Gesundheitsminister Karl Lauterbach hat die Vermittlungsversuche von Altkanzler Gerhard Schröder im Ukraine-Krieg als naiv bezeichnet. „Also wenn jemand wie (Russlands Präsident Wladimir) Putin einen Krieg macht, da wird er nicht sagen: ‚Oh Gerd, jetzt, wo du das sagst, ich denk noch mal drüber nach, vielleicht mach ich jetzt hier mal langsam‘“, sagte Lauterbach in der ARD-Dokumentation „Konfrontation“, die am Montagabend ausgestrahlt wurde. „Mir hat Gerhard Schröder offen gesagt leidgetan. Weil er hier eine Naivität an den Tag gelegt hat. Der ganze Auftritt grenzte ans Peinliche. Fremdschämen ist ein Begriff, der einem da in den Kopf kommt“, so Lauterbach.
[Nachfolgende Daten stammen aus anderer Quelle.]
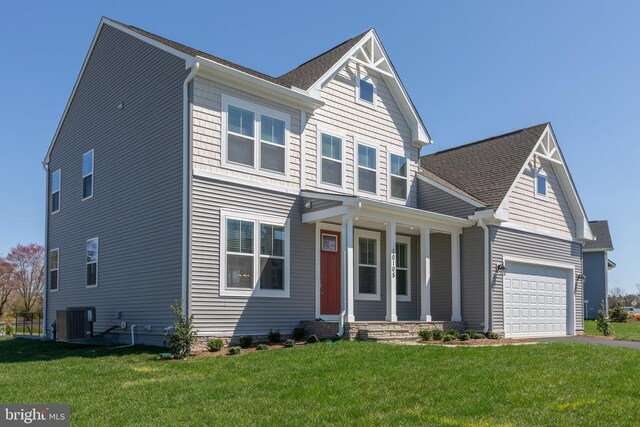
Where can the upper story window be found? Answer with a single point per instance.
(398, 172)
(87, 175)
(331, 172)
(256, 136)
(55, 191)
(367, 169)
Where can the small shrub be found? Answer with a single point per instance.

Schröder steht seit Jahren wegen seines Engagements für russische Staatskonzerne in der Kritik – vor dem Hintergrund des russischen Angriffs auf die Ukraine nimmt der Druck auf ihn immer weiter zu. Anfang März reiste der Altkanzler nach Moskau, wo er mit Putin sprach. Berichten zufolge soll er in Istanbul auch eine ukrainische Delegation getroffen haben. Die SPD-Führung hat Schröder ultimativ aufgefordert, seine Posten bei russischen Staatsunternehmen niederzulegen.

„Ich habe ihn mal sehr geschätzt, das ist aber schon lange her. Er war wirklich ein Altkanzler, der viel aus dem, was er gemacht hat, als Staatsmann hätte machen können – aber er hat quasi alles verloren“, sagte Lauterbach über Schröder. „Ihm ist es gelungen, als Altkanzler jetzt an der Grenze zu einer Witzfigur unterwegs zu sein.“ Von seinem früheren Prestige sei nichts übrig geblieben. „Man wird ihn nicht als Kanzler in Erinnerung haben – sondern als jemanden, der zum Schluss an der Grenze zum Lächerlichen unterwegs war“, so Lauterbach.